In Britain, there has been a modern trend to make democracy more democratic. The devolved legislatures set up in Northern Ireland, Scotland and Wales use proportional electoral systems to reflect their distinctive politics. In England and Wales, elections for mayors and police and crime commissioners have been run on a supplementary vote system, opening the door to independents and smaller parties. Similarly, political parties have embraced a greater degree of internal democracy, conscious that they need constant rejuvenating – and an essential element in that business is bringing members in and giving them a role by allowing them a vote. Yet the two main parties are displaying worrying signs that they prefer to centralise rather than disperse, and share, power.
The Conservative party wants to abolish proportional representation (PR) where it exists in England, replacing it with the same first-past-the-post (FPTP) system as the Commons. This is hardly a surprise: out of the last 20 general elections since 1950 the Conservatives have won power two-thirds of the time, while on almost every occasion there was a majority of votes for anti-Tory parties. The right drove out, via Brexit, a proportional system for the European parliament by abandoning it. A form of PR would unlock different institutions and cultures in British political life.
More than 150 local Labour parties have submitted motions backing PR ahead of the party conference votes next week, providing Sir Keir Starmer with a chance to grasp the nettle of electoral reform. He appears reluctant to back such changes, sensing perhaps little public appetite to reform the voting system. A form of PR would ensure that voter choice is better reflected in parliament. The traditional argument in favour of FPTP, that it tends to produce stable majority governments, was disproved for almost the whole of the last decade when the UK was run by a coalition or minority administration.

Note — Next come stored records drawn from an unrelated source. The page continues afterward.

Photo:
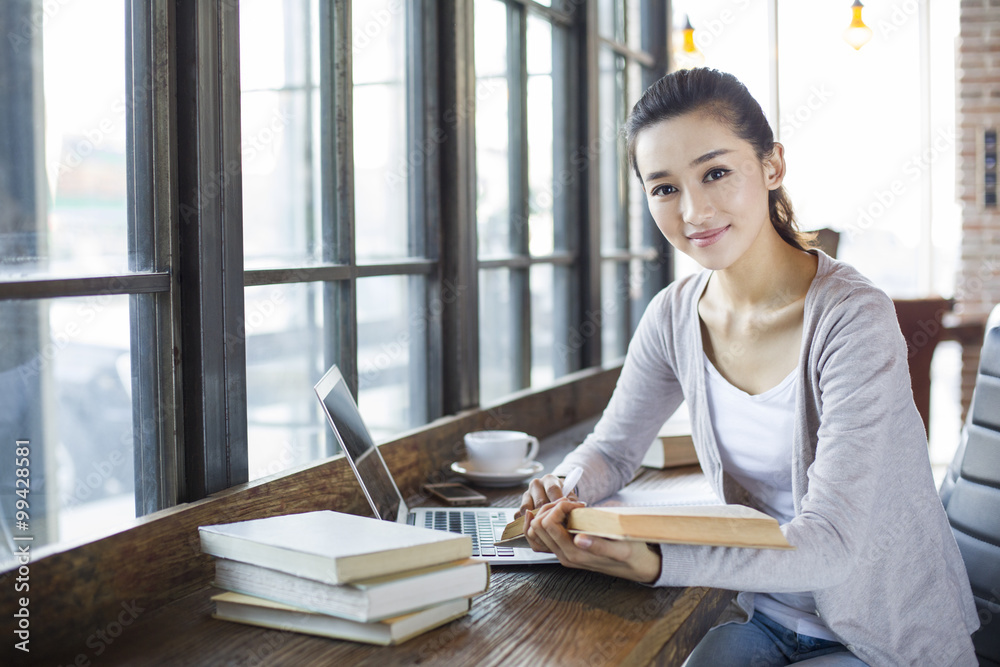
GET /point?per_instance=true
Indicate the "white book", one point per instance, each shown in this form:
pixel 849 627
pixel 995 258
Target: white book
pixel 366 600
pixel 333 547
pixel 268 614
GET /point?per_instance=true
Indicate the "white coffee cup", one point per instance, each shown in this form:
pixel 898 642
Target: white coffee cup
pixel 500 451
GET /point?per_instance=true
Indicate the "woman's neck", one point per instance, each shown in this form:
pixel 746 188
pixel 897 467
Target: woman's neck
pixel 770 275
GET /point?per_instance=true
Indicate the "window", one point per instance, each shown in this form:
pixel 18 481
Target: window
pixel 635 258
pixel 527 257
pixel 250 192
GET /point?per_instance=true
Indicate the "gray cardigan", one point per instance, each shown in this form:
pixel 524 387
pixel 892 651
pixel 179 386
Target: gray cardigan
pixel 872 540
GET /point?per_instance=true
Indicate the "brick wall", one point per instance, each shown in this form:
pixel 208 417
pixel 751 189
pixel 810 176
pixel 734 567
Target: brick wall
pixel 978 92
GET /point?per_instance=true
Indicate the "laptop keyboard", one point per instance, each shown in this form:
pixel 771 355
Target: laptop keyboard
pixel 481 525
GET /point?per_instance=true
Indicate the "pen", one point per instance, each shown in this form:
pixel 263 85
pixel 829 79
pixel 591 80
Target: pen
pixel 572 479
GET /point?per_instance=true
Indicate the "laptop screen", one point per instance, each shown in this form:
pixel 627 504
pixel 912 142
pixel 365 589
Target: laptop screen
pixel 359 448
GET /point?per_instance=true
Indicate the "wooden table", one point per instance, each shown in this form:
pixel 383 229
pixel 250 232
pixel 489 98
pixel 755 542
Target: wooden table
pixel 531 615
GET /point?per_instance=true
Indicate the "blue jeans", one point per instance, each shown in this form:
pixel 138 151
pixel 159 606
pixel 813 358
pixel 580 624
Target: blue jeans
pixel 765 643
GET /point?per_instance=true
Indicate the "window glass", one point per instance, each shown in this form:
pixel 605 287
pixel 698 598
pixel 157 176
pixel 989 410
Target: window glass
pixel 492 129
pixel 611 91
pixel 65 390
pixel 543 326
pixel 280 133
pixel 614 310
pixel 64 208
pixel 381 165
pixel 832 107
pixel 392 328
pixel 283 325
pixel 540 119
pixel 611 20
pixel 497 356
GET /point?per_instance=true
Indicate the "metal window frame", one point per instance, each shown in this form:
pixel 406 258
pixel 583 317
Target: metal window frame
pixel 209 192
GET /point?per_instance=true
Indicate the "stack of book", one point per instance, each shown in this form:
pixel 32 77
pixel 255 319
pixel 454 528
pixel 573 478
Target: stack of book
pixel 673 445
pixel 342 576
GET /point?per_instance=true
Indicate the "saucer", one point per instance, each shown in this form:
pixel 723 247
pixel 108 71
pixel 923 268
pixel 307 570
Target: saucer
pixel 497 479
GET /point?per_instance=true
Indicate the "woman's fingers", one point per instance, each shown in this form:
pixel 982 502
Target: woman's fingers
pixel 541 490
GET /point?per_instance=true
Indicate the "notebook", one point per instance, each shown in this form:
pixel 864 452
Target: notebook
pixel 483 524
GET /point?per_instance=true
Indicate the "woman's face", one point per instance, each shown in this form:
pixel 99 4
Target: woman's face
pixel 706 188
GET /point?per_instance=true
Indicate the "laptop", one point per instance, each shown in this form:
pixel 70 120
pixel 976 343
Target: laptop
pixel 483 524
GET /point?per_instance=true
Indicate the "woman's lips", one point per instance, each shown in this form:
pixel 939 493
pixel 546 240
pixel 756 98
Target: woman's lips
pixel 708 237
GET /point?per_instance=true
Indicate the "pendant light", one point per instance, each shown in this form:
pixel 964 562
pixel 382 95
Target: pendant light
pixel 857 34
pixel 688 55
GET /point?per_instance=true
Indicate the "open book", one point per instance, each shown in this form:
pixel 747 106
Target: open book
pixel 709 525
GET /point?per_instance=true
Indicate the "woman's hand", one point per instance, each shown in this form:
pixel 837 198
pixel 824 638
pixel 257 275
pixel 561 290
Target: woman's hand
pixel 546 531
pixel 541 491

Sir Keir also wants to turn the clock back to an electoral college to elect Labour leaders. His plan surprised trade unions, which felt ambushed. Their call to pause the proposals so that the implications could be digested ought to be heeded. There may be a case to change the rules, but Labour’s leader has not made it. He should do so rather than daring his opponents to vote against him at conference. Sir Keir was elected via a system where members, affiliated members and registered supporters all participated on an equal basis. He wants instead to give MPs, unions and party members one-third of the votes each, and to make it harder to deselect parliamentarians.

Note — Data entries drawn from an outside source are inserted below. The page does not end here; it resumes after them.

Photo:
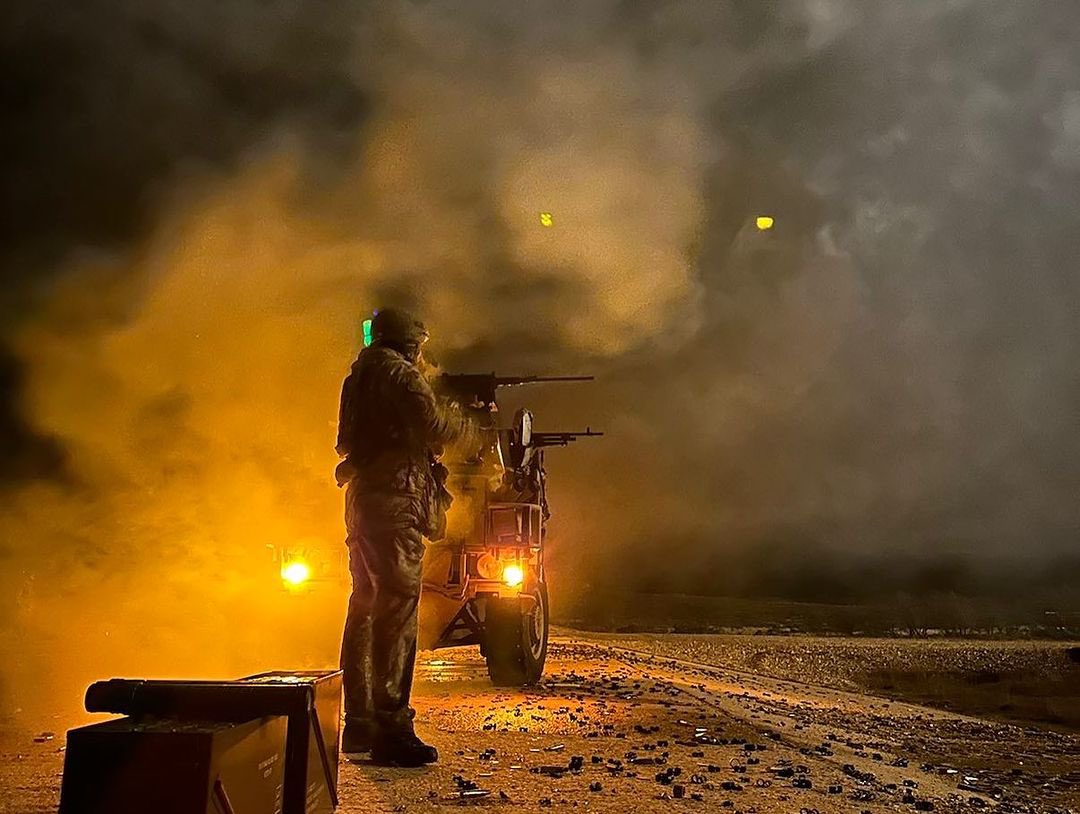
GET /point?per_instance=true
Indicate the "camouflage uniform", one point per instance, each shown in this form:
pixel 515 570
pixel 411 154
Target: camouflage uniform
pixel 390 429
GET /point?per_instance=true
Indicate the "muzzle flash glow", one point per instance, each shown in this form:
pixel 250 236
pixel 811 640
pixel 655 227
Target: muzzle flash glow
pixel 296 572
pixel 513 575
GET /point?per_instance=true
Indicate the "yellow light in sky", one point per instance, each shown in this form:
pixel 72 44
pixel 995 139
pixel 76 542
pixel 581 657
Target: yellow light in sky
pixel 296 572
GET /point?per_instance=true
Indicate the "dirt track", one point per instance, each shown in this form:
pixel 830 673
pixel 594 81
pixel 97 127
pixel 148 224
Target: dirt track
pixel 617 729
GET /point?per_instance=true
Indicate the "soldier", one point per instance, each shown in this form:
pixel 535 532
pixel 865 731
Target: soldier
pixel 390 431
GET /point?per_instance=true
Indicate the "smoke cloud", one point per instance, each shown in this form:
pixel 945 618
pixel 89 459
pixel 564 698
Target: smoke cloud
pixel 200 203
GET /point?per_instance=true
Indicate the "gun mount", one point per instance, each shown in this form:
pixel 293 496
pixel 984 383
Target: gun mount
pixel 485 582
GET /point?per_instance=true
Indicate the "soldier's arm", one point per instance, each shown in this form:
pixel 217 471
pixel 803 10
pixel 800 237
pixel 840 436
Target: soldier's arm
pixel 345 417
pixel 435 424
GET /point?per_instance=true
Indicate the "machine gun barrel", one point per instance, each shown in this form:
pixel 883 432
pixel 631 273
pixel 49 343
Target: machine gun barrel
pixel 559 439
pixel 480 388
pixel 510 381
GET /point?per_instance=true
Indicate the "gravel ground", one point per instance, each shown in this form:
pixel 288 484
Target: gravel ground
pixel 1028 681
pixel 615 729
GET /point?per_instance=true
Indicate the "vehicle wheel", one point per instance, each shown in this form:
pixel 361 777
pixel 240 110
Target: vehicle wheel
pixel 516 646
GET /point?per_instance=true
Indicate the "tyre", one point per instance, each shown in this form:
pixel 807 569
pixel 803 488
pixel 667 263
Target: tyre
pixel 515 645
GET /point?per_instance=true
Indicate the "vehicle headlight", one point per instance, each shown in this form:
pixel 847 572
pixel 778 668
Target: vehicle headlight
pixel 513 574
pixel 295 572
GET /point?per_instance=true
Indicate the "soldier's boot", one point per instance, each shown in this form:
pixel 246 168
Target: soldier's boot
pixel 402 749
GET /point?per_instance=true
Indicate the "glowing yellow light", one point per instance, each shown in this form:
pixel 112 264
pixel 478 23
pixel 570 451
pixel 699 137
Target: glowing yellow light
pixel 296 572
pixel 513 575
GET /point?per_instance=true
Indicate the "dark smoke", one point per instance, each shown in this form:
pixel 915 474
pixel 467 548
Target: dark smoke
pixel 199 200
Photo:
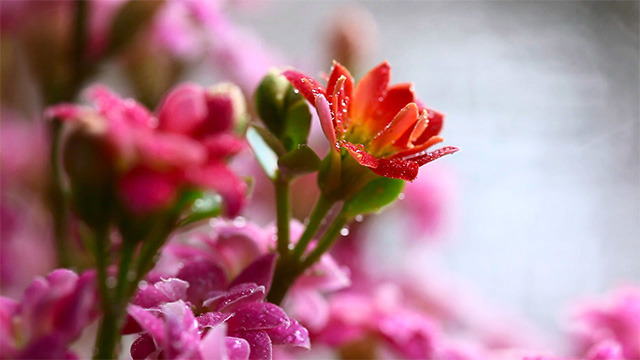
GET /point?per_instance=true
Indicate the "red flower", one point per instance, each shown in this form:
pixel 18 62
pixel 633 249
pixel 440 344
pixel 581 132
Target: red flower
pixel 384 128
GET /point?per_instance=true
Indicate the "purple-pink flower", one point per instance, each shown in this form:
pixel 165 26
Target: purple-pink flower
pixel 614 319
pixel 185 144
pixel 51 315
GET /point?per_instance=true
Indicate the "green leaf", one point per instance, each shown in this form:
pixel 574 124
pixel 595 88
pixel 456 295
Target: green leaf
pixel 374 195
pixel 270 99
pixel 297 124
pixel 299 161
pixel 266 156
pixel 330 173
pixel 129 21
pixel 204 205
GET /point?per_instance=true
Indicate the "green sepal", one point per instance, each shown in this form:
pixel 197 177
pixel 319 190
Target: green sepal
pixel 267 157
pixel 329 174
pixel 283 111
pixel 199 205
pixel 130 20
pixel 374 195
pixel 300 161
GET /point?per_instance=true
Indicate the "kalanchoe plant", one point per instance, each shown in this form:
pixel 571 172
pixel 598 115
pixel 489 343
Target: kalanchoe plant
pixel 147 174
pixel 379 136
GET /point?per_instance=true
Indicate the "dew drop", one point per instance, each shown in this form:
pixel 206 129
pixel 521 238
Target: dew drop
pixel 239 221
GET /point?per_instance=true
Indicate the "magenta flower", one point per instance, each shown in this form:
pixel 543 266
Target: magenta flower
pixel 363 325
pixel 615 319
pixel 164 313
pixel 52 314
pixel 185 145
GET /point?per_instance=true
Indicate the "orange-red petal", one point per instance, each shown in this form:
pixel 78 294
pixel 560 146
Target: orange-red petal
pixel 326 118
pixel 396 98
pixel 336 73
pixel 308 87
pixel 397 169
pixel 430 156
pixel 436 120
pixel 369 93
pixel 358 152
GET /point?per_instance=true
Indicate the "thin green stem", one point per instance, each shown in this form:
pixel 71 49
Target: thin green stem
pixel 126 255
pixel 315 220
pixel 283 211
pixel 327 239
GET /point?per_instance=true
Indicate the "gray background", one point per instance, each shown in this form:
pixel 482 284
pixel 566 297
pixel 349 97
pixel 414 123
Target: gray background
pixel 542 98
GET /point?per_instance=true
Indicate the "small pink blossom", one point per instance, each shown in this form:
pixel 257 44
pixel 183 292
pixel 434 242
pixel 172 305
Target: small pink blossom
pixel 186 144
pixel 52 314
pixel 613 319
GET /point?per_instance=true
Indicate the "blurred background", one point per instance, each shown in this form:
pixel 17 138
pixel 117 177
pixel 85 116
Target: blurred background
pixel 541 205
pixel 543 100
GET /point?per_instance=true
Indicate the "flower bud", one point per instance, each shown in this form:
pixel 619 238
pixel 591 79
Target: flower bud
pixel 86 154
pixel 232 94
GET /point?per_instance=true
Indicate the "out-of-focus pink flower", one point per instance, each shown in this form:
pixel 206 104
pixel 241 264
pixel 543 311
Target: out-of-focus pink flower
pixel 52 314
pixel 57 16
pixel 186 144
pixel 383 127
pixel 164 313
pixel 427 203
pixel 615 318
pixel 380 320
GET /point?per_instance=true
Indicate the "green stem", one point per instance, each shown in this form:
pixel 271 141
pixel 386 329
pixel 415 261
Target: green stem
pixel 283 210
pixel 79 47
pixel 126 255
pixel 59 202
pixel 107 338
pixel 315 220
pixel 327 239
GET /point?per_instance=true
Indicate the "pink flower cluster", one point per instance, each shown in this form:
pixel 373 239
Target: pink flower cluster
pixel 209 289
pixel 52 314
pixel 185 144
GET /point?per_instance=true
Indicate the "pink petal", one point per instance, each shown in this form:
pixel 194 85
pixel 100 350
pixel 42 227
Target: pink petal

These changes increase the influence of trade unions and MPs at the expense of party members. MPs already act as gatekeepers, narrowing the field of leadership contenders before the wider membership makes the final choice. This mechanism ought to deal with the problem of a Labour leader being elected without sufficient confidence in parliament.

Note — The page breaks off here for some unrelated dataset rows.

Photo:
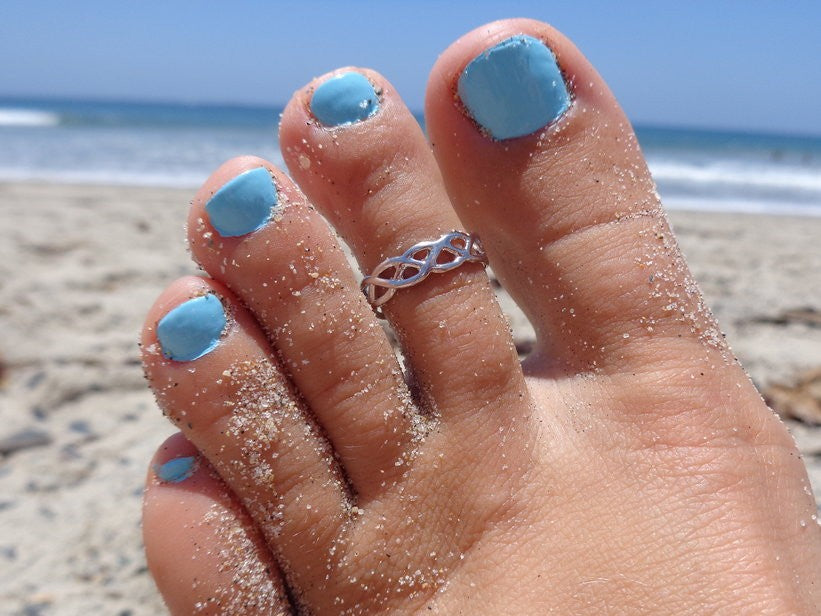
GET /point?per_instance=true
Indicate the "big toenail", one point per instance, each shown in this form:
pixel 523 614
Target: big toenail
pixel 344 99
pixel 514 88
pixel 176 469
pixel 192 329
pixel 244 204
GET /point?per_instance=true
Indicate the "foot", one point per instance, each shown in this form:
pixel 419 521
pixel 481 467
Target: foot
pixel 627 466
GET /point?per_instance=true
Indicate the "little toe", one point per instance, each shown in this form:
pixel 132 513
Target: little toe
pixel 253 230
pixel 215 377
pixel 538 157
pixel 203 549
pixel 361 157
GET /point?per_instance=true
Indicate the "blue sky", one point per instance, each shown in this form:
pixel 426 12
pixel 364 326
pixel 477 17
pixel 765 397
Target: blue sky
pixel 735 64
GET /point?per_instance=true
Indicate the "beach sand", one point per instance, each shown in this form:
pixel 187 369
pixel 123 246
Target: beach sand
pixel 79 267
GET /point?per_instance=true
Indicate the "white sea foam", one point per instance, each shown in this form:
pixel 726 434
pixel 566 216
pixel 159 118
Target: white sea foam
pixel 11 116
pixel 730 174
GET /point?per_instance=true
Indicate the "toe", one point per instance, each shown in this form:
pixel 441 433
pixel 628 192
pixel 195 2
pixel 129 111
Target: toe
pixel 365 163
pixel 253 230
pixel 538 157
pixel 215 377
pixel 203 550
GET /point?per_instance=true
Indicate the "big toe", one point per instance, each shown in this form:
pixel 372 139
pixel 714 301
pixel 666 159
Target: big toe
pixel 539 159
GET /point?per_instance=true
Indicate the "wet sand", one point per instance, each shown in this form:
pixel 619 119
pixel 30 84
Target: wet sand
pixel 80 265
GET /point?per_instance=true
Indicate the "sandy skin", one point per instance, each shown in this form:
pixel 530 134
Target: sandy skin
pixel 628 465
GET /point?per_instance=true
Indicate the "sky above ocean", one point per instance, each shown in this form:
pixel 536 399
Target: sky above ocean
pixel 734 64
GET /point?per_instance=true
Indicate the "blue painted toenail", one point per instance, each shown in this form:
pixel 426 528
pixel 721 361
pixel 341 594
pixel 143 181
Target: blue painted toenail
pixel 192 329
pixel 176 470
pixel 244 204
pixel 514 88
pixel 344 99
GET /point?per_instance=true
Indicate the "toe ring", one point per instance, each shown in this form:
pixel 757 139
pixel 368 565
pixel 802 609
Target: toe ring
pixel 418 262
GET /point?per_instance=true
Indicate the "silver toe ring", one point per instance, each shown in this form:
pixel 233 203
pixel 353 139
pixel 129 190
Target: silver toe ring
pixel 418 262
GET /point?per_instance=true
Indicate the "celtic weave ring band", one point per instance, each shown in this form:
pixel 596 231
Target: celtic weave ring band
pixel 418 262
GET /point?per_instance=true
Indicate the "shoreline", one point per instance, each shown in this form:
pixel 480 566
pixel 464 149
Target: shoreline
pixel 672 203
pixel 80 264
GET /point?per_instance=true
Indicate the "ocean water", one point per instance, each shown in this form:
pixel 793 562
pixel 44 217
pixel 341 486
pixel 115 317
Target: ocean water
pixel 179 145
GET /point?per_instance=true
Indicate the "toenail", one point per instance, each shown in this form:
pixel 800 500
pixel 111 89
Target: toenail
pixel 192 329
pixel 344 99
pixel 244 204
pixel 176 470
pixel 514 88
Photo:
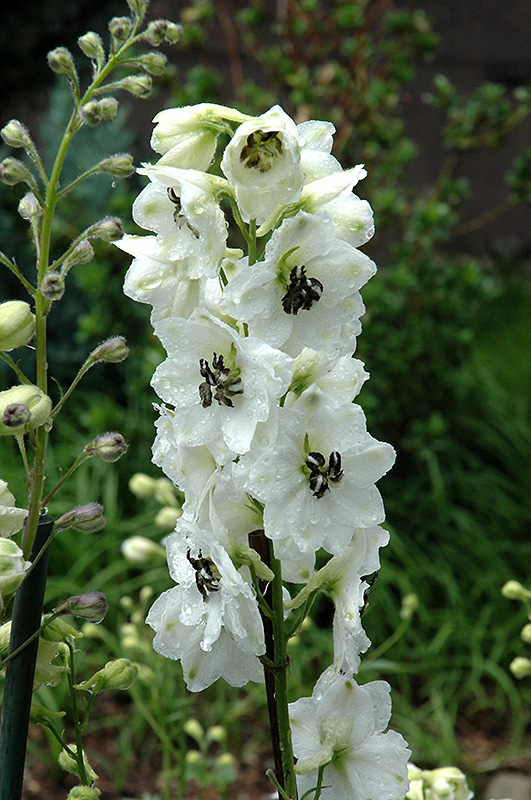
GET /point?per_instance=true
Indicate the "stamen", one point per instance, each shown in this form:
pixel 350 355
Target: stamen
pixel 302 292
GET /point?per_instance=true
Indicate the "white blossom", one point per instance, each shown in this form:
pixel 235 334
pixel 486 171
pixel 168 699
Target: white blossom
pixel 305 293
pixel 210 620
pixel 263 162
pixel 341 728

Labour’s grassroots are also not all leftwing ideologues. True, a “one member, one vote” electoral system saw first a leftwinger, Jeremy Corbyn, elected and then Sir Keir, on a Corbynite platform. But in 2010, under an electoral college system the soft-left Ed Miliband won power while Labour’s membership backed his centrist brother, David. One member, one vote had enfranchised a dreamier Labour sect. But a form of open franchise is a precondition of the party refreshing its base. And that, like PR, would be good for British democracy at large.